In 2001, Mangar received a Fellowship to the Carter Brown University. The Library holds one of the world’s leading collections of books, maps, and manuscripts relating to the colonial period of the Americas, North and South, from 1492 to ca. 1825.
There, he conducted research work on European Exploration of the Guianas in the 16th and 17th centuries.
In 2003, Mangar received the University of Guyana’s 40th anniversary Special Award for Distinguished Service, and then in 2008, he also received one of the University’s Long Service Awards.
In 2007, the Indian Arrival Committee awarded Mangar for “outstanding contribution to the development of Guyana and as a distinguished Indo-Guyanese.”
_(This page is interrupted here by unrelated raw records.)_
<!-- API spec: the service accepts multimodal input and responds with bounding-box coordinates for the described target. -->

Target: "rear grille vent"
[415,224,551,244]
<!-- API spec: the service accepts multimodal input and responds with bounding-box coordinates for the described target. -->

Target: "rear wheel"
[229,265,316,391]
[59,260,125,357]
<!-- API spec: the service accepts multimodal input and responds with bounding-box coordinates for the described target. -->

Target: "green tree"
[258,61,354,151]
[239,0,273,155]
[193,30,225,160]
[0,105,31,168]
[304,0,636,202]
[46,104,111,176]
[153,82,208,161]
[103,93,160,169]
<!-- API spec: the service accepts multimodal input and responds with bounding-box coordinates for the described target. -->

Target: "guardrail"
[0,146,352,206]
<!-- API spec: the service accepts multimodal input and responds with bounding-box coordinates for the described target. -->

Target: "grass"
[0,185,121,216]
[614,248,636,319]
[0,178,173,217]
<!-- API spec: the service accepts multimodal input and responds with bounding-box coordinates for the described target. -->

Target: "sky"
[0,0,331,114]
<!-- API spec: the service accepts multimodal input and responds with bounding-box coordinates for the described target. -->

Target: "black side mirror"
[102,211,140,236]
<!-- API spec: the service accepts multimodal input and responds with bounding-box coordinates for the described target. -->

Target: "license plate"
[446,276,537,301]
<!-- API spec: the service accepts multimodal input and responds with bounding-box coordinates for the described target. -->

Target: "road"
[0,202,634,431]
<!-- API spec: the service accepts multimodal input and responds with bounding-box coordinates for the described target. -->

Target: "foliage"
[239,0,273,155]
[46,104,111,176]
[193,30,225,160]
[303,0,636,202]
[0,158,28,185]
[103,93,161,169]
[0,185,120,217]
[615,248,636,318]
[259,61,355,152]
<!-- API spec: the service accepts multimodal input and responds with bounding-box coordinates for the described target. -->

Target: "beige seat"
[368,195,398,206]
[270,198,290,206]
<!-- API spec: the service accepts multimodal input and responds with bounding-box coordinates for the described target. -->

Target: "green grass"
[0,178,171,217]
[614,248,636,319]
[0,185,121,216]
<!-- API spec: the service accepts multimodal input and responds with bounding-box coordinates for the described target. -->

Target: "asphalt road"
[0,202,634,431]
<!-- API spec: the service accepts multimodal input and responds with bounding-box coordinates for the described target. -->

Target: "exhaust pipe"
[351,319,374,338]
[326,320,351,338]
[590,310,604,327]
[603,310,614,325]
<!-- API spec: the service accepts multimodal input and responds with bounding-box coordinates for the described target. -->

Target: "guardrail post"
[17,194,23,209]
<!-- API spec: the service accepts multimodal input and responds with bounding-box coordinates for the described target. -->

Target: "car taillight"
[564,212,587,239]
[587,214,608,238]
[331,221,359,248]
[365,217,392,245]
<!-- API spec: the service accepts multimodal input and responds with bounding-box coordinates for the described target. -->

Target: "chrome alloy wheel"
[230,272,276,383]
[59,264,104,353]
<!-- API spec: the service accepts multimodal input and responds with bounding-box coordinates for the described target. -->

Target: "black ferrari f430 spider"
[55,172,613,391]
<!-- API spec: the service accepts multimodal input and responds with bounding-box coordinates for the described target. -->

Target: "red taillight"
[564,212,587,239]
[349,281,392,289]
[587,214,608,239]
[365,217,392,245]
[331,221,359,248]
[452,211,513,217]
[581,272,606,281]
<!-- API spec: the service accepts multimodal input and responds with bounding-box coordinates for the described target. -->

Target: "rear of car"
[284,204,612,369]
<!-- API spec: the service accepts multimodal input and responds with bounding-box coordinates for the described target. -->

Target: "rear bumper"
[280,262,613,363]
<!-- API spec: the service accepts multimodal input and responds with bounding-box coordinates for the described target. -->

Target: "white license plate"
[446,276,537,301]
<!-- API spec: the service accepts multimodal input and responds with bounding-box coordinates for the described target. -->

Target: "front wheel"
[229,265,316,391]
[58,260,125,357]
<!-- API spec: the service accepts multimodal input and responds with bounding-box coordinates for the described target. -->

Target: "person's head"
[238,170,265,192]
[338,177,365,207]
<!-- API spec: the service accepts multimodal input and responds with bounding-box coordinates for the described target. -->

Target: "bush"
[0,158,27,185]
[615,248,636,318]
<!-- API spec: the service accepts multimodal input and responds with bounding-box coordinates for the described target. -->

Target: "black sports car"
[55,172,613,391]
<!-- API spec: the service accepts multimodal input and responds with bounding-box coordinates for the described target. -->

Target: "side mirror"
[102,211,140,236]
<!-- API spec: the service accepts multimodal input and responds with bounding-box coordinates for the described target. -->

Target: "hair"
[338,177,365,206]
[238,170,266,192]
Some of Mangar’s research work includes Planter Class Power and the Struggle for Constitutional Reforms in Nineteenth Century British Guiana; Conceptualisation and History of the Guianas; Henry Irving’s role on Immigration in British Guiana; Struggle, Sacrifice and Resistance of the Indians in Guyana; and an investigation of immigrant settlements, including Hopetown in the Demerara River where the Chinese wanted to make into a settlement, and Huis’t Dieren, an experiment in East Indian Land Settlement Scheme.
Today, Mangar serves as the Coordinator of the Guyana Improving Teacher Education Project, lengthening his 44 years in the education system.
Mangar is married to Elizabeth, also an educator, whom he married in 1975. They have two children.
One of Mangar’s proudest achievements is that his research work led to Guyana being placed on UNESCO World Heritage Register of “Documentary Heritage of the Indian Indentured Labourers”.
Looking back on his life, Mangar has no regrets, especially since he would have been able to make an impact on the lives of thousands of students, whether at secondary school or at University.
Mangar became a teacher because of the status that was attached to the profession, and he is proud to have lived up to the reputation that is expected of those who teach others.